Vor rund 120 Jahren reagierte das deutsche Militär in Tansania auf Widerstände jeder Art mit äußerster Grausamkeit. Die im Film porträtierten Familien sprechen noch immer mit großem Stolz von ihren aufständischen Vorfahren. Doch äußern sie auch Trauer und Zorn. Sie fordern die Rückgabe der Gebeine ihrer Urgroßväter.

Weit über 10.000 Schädel und Skelette, die damals zumeist aus Gräbern gestohlen wurden, lagern in deutschen Museen – großangelegte »Untersuchungen« sollten sogenannte Rassentheorien bestätigen.
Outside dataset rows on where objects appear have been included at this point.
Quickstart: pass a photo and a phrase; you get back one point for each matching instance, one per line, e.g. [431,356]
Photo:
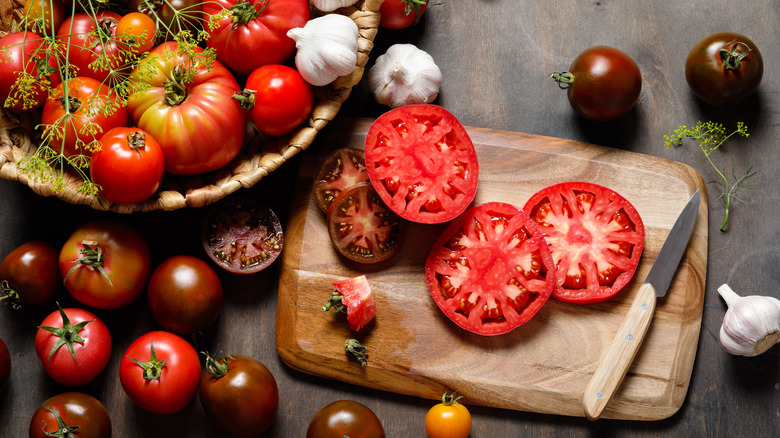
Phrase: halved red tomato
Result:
[596,237]
[340,170]
[491,270]
[361,226]
[422,163]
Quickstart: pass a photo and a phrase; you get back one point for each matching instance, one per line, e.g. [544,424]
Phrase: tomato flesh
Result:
[491,270]
[596,237]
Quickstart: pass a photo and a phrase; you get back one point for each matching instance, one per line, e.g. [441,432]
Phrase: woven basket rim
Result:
[259,156]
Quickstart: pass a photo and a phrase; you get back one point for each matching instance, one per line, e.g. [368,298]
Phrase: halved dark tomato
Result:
[491,270]
[341,169]
[596,237]
[361,226]
[422,163]
[242,235]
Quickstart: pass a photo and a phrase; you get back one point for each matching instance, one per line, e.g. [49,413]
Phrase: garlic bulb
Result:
[331,5]
[327,48]
[404,75]
[751,324]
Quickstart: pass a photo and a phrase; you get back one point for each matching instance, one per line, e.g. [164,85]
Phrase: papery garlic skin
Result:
[404,75]
[331,5]
[751,324]
[327,48]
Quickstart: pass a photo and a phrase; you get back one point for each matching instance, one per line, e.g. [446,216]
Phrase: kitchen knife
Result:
[624,346]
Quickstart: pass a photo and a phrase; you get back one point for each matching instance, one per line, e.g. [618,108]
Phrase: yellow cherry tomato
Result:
[448,419]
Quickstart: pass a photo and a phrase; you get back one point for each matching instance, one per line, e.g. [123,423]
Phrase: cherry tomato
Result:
[242,235]
[596,237]
[724,68]
[345,418]
[240,394]
[400,14]
[105,264]
[30,274]
[160,372]
[277,98]
[71,414]
[422,163]
[129,165]
[448,419]
[82,117]
[184,294]
[73,345]
[603,83]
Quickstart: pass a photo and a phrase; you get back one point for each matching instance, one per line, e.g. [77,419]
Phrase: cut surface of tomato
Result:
[596,237]
[491,270]
[422,163]
[361,226]
[359,299]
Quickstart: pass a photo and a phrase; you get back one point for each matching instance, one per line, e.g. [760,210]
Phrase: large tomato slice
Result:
[596,237]
[491,270]
[422,163]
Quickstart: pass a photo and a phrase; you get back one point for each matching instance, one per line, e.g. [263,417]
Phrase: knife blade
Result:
[629,337]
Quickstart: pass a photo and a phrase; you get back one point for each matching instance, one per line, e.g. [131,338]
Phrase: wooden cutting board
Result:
[543,365]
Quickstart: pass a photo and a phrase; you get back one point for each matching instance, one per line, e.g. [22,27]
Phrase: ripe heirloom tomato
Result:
[254,33]
[105,264]
[30,274]
[422,163]
[400,14]
[603,83]
[491,270]
[240,394]
[129,165]
[160,372]
[29,69]
[197,123]
[184,294]
[84,108]
[71,414]
[724,68]
[596,237]
[277,99]
[345,418]
[73,345]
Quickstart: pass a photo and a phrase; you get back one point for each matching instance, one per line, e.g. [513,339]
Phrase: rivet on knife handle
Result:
[620,353]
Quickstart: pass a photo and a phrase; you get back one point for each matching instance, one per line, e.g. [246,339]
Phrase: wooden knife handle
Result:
[620,353]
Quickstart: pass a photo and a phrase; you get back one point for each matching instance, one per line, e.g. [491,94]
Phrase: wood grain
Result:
[544,365]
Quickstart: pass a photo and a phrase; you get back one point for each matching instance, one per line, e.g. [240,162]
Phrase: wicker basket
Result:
[260,155]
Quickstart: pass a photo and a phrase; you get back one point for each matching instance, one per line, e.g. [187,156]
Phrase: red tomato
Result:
[184,294]
[345,418]
[399,14]
[160,372]
[105,264]
[240,394]
[73,345]
[71,414]
[354,295]
[30,274]
[491,270]
[724,68]
[277,98]
[603,83]
[82,117]
[422,163]
[254,33]
[596,237]
[129,165]
[29,69]
[197,123]
[361,226]
[340,170]
[91,37]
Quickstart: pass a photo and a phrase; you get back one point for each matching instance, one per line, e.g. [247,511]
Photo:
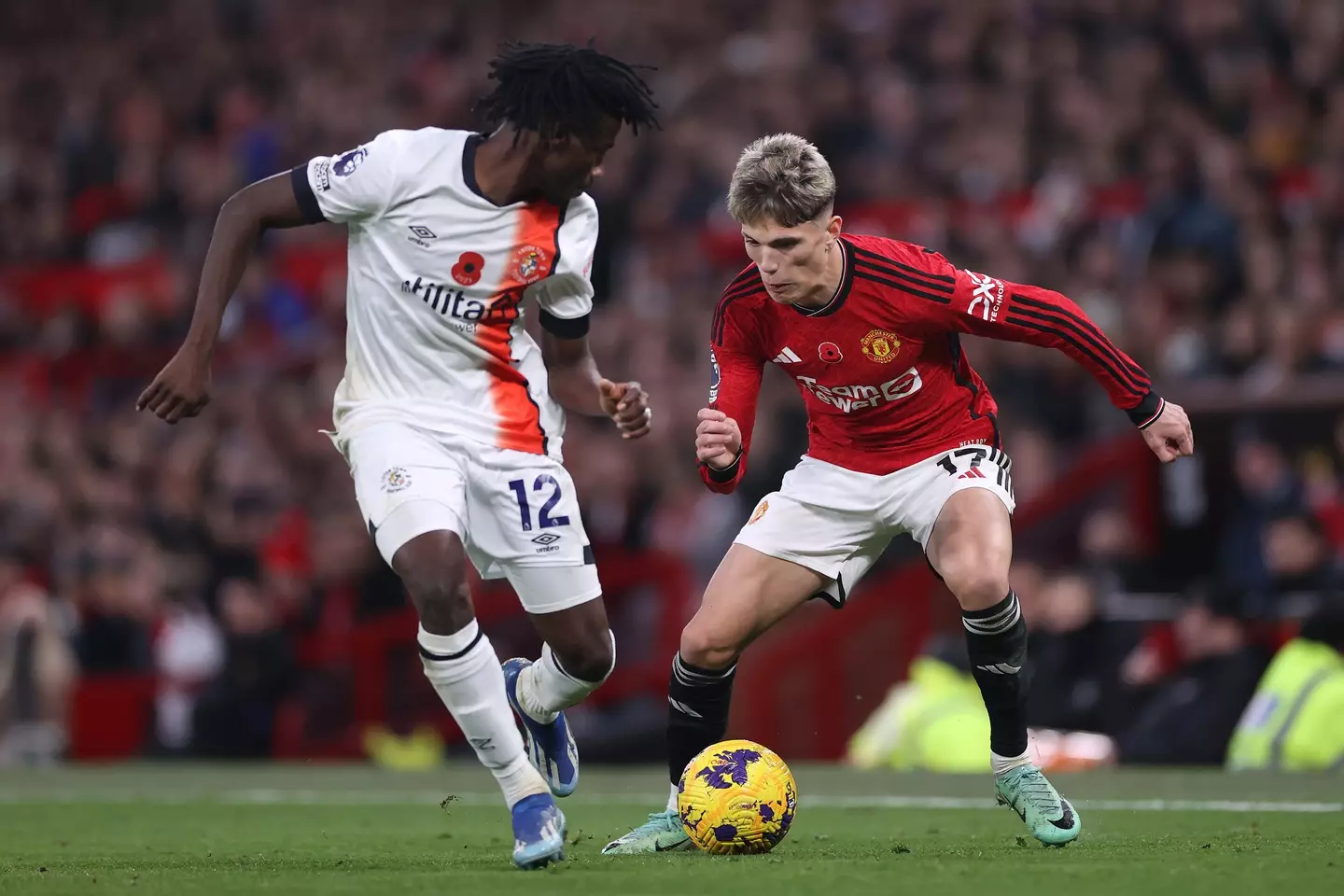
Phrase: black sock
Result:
[698,711]
[996,639]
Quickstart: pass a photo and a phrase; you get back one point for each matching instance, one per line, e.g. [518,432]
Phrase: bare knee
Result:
[971,547]
[972,581]
[590,660]
[581,639]
[433,568]
[708,647]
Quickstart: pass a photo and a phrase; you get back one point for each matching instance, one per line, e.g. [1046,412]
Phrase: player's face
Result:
[568,165]
[791,259]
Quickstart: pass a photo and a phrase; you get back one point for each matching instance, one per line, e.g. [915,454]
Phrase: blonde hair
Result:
[781,177]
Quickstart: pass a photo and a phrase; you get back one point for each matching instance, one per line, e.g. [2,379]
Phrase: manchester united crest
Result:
[880,345]
[530,263]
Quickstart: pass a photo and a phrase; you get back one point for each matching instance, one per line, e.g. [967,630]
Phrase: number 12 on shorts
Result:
[543,516]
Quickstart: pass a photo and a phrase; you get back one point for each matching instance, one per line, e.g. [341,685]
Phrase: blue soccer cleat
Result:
[538,832]
[550,746]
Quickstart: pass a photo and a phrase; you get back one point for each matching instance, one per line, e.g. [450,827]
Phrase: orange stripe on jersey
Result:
[532,257]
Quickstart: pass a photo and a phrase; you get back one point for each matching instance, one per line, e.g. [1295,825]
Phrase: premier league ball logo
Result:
[347,164]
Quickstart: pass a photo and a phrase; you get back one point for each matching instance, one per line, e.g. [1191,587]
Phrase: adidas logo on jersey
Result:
[467,312]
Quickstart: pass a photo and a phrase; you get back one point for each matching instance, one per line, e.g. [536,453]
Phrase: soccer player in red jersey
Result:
[903,438]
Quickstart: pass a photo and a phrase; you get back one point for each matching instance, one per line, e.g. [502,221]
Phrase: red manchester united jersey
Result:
[880,367]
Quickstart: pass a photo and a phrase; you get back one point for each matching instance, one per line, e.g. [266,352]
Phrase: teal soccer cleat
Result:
[662,833]
[1050,817]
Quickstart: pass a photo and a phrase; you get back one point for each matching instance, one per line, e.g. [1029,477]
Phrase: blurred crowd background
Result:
[1173,165]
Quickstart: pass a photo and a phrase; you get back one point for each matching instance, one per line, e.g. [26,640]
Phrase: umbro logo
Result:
[420,232]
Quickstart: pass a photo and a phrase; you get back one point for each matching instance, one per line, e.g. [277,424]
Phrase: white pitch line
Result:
[299,797]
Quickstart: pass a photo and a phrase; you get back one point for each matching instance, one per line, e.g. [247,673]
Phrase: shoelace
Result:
[1038,791]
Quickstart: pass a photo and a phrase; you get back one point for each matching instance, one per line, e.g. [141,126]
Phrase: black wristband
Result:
[1147,412]
[724,474]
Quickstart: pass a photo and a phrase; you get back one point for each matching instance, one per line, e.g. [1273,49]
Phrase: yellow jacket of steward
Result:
[1295,719]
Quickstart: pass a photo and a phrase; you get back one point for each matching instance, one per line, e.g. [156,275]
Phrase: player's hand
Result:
[718,441]
[628,406]
[1169,436]
[180,390]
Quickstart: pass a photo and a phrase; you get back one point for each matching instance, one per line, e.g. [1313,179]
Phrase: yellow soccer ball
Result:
[735,798]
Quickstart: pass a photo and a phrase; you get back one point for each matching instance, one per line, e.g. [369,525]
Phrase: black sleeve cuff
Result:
[565,327]
[305,196]
[1147,412]
[727,473]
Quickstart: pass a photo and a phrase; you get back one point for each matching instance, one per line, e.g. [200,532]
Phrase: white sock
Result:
[465,672]
[1007,763]
[544,688]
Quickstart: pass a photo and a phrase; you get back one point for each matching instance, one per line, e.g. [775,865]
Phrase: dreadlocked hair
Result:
[559,91]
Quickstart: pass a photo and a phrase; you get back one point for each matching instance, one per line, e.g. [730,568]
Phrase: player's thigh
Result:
[959,512]
[825,519]
[408,485]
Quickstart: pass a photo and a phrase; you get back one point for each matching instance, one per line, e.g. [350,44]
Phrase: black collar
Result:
[473,141]
[842,292]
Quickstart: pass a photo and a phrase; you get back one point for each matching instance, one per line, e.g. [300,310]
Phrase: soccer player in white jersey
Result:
[449,414]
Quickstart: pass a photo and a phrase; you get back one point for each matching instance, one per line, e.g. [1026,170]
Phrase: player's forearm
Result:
[226,259]
[257,207]
[574,385]
[1051,320]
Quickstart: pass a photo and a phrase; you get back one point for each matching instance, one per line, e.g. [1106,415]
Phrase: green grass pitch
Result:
[333,831]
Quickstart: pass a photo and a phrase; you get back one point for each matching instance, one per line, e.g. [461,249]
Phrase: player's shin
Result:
[544,688]
[698,713]
[465,672]
[996,639]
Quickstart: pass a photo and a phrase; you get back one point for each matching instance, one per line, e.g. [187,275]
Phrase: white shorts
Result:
[516,513]
[837,522]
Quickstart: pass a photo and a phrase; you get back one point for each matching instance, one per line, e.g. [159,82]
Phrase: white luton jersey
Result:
[436,287]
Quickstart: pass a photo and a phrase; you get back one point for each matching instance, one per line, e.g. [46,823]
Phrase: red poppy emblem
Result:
[468,269]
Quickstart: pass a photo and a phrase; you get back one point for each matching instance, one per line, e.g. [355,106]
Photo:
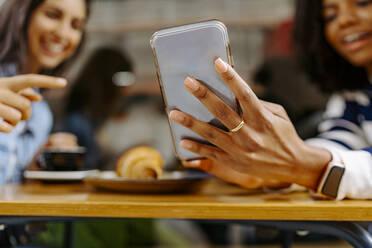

Der Rückführung der Gebeine nach Tansania stehen bis heute etliche Hindernisse im Wege. Doch geht der Film aus verständlichen Gründen überaus vorsichtig mit eventuellen Hürden um. Sie lassen sich oft nur erahnen. »Das leere Grab« ist vor allem ein Appell, der mit sehr einfühlsamen und zugleich aufwühlenden Aufnahmen erzählt, warum die Nachfahren der Ermordeten nicht zur Ruhe kommen können und warum die leeren Gräber noch immer schmerzen.

Den denkbar stärksten Kontrast zu den Bildern aus Tansania, die die Familien im Alltag und während spiritueller Zeremonien zeigen, bilden die Aufnahmen aus Berlin: der Alte Fritz und sein monumentaler Ritt unter den Linden und schließlich aus der Stiftung Preußischer Kulturbesitz, modernste Architektur, voll klimatisiert. Kameramann Marcus Winterbauer zeigt uns unsere Welt aus der Perspektive von Menschen, die hier auf Menschlichkeit hoffen oder wenigstens auf Gerechtigkeit. Was sie finden, sind Verständnis, Unterstützung und warme Worte. Auch wenn die Protagonisten des Films am Ende noch immer mit leeren Händen dastehen, scheint es doch Hoffnung zu geben, die sich nicht nur aus der Entschlossenheit der Nachfahren speist.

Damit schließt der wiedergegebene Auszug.